The extensive research conducted by Rajaiah for “Immunity in a Spoon…” is evident throughout its pages. Drawing from Ayurvedic treatises to Sangam literature, she sifts through ancient Indian manuscripts to illustrate how food can contribute to a better life.
Rajaiah brings attention to overlooked facts that many Indians may take for granted. For example, she praises the ubiquitous Indian thali, considering it a time-honored method of consuming a well-portioned meal. An interesting anecdote revolves around ghee, as Rajaiah reveals that Julia Child, a renowned celebrity chef, introduced the West to ghee decades ago. Child’s experience with a dish called sole meunière in 1948, featuring pan-fried fillets of sole, supposedly transformed her from a mere food enthusiast into a passionate cook. The recipe, including the use of clarified butter or ghee, was featured in her 1989 book, “The Way to Cook,” and she even detailed how to make ghee in her last book, “Julia’s Kitchen Wisdom: Essential Techniques and Recipes From a Lifetime of Cooking,” published in 2000.
Throughout Rajaiah’s book, various stories underscore the significance of returning to our roots, whether through the use of cold-pressed oils or a reliance on seasonal, hyperlocal vegetables. The author contends that our traditional wisdom was anchored in a holistic lifestyle, and she laments the divergence from these practices in contemporary times.
She illustrates this point with an example: “Every day when I open the Google homepage, there are always pages on ‘five healthy foods’… and if you examine these lists, at least 50 percent of them feature foods that are not only unfamiliar but are also unavailable in India! And those few that are familiar may have been given names we don’t recognize.”

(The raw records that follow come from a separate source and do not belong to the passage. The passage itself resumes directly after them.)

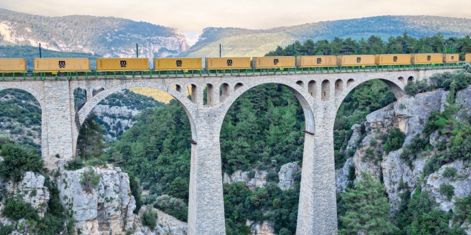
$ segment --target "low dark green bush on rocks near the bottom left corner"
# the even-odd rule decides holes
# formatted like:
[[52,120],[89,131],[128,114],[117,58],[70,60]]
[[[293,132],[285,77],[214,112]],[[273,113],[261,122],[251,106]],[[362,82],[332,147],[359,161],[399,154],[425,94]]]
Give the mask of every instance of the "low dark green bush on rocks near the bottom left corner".
[[36,214],[36,209],[34,209],[30,203],[22,201],[21,198],[8,200],[7,205],[3,208],[1,213],[4,217],[14,221],[18,221],[19,219],[32,219],[36,221],[39,219],[38,214]]

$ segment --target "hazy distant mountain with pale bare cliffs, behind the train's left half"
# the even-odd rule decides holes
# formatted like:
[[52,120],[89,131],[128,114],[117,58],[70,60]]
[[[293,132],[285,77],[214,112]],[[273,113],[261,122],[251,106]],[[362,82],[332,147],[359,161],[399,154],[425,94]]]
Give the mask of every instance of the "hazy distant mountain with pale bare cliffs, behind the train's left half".
[[27,45],[105,57],[166,57],[188,49],[177,29],[96,16],[36,16],[0,9],[0,45]]

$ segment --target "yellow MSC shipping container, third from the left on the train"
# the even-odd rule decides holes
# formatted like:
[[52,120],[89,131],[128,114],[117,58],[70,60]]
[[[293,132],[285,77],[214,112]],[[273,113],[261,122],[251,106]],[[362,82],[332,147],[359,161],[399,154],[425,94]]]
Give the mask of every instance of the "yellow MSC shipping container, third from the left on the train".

Rajaiah highlights a couple of favorites among “celebrity” nutritionists, such as flaxseed, a staple in Kannada cuisine for centuries, known locally as agase, and moringa, also known as the drumstick. She notes that in the West, moringa is gloriously referred to as the “Miracle Tree.” In the past, when trees adorned South Indian backyards, they often included a coconut tree, a curry leaf tree, bananas, and a drumstick tree. Rajaiah emphasizes that every part of the drumstick tree, including the roots, holds value—be it medicinal, nutritional, or both.
However, she laments the tendency to wait for the West to discover the wealth of wisdom and healthful resources inherent in Indian traditions, similar to what happened with yoga.
From probiotics to coconut oil and karela, the author catalogues the ancestral origins of indigenous foods and their relevance in an Indian context. For instance, despite peanuts being unfairly compared to cashew nuts, Rajaiah reveals that consuming just a handful of peanuts with jaggery daily can fulfill a significant portion of one’s protein and immunity-building requirements.
Rajaiah emphasizes that basic foods can address our dietary needs, urging Indians to reflect on their grandparents’ lifestyles. She points out that every state boasts a rich repository of traditional greens, citing the example of Karnataka where greens grow by riverbanks, available for free plucking by women who then make bhaji out of them. Additionally, she notes that Ayurveda’s potent medicine, brahmi, grows wild in rice fields in the region.